To tease out trends in global crop yields on a regional scale, the authors took a statistical approach — combining existing national and sub-national data for both crop yield and fertilizer input. They divided the world into areas of similar growing characteristics on the basis of climate, and then calculated attainable yield and the factors contributing to yield gaps for 17 major crops, including wheat, rice and maize. In this way, they were able to build models relating yield solely to inputs — and therefore to calculate what inputs were necessary to close yield gaps and to identify regions where yields could be maintained using reduced inputs.

For example, China could maintain yields while reducing fertilizer use, which would lower emissions of nitrous oxide, says lead author Jonathan Foley, director of the Institute on the Environment at the University of Minnesota. “Our study adds to growing evidence that we can increase food production and improve the environment — by doing nothing more than being smart.”

Challenges ahead

But Foley’s big-picture perspective does not sit easily with agriculturalists. “This is a refreshing look at yield gaps at a global level, but it is deeply flawed,” says Pedro Sanchez at Columbia University in New York city. Sanchez says that the study ignores the need to develop improved high-yielding crop varieties to close the gaps and wrongly assumes that the amount of fertilizer use in the highest-yielding regions will be required everywhere that a crop is grown.

“The authors did a tremendous job estimating nutrient applications for so many different crops, but I worry that using statistics of past performance as the basis to explore the future is dangerous because it misses important process-level information,” says Martin van Ittersum, an agricultural modeller at Wageningen University in the Netherlands. For example, the study failed to show a significant effect of soils — which can vary dramatically in pH and organic-matter content, factors that directly affect crop performance. "Every agronomist would be surprised to see that the effect of soils is averaged out using this method," he says. Van Ittersum and his colleagues are creating a 'Global Yield Gap Atlas' using simulation-based models to capture data on agronomic conditions, water usage and crop yield.
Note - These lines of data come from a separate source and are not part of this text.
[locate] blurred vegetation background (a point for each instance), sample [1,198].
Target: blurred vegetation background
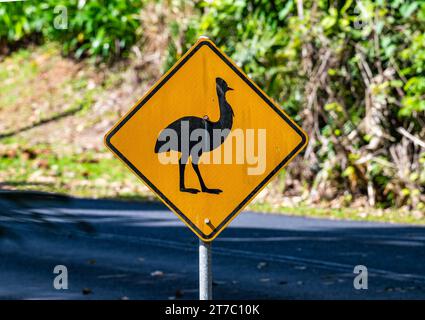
[351,73]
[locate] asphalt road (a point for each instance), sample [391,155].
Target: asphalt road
[116,250]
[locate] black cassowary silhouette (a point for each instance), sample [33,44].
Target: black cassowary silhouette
[203,129]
The study authors admit that they too were surprised that their model was insensitive to soils. “We are not saying that soils are unimportant; it’s just very difficult to find a single soil parameter that influences global crop yields,” says Foley, adding that robust global soil data are needed. Mueller says that the team's top-down statistical approach complements bottom-up, field-based agronomic research that cannot easily be scaled up to a regional or global level.

But sceptics are most critical of the study's suggestion that increased irrigation can close crop-yield gaps sustainably. Traditionally, strategies for closing yield gaps are specific to either irrigated systems or those that receive adequate water from rain; converting a rain-supplied system to an irrigated system is not easily accomplished because of the hefty investment required, says Tony Fischer, an agricultural scientist at the Commonwealth Science and Industrial Research Organisation in Canberra, Australia. Not to mention that agriculture is responsible for 70% of Earth’s freshwater use. “The question is whether there is even enough water available to irrigate,” adds van Ittersum.

Mueller and Foley plan to tackle the trade-offs associated with increasing irrigation next. “We need to find ways to take the pressure off water-sensitive regions by perhaps intensifying agriculture elsewhere,” says Foley.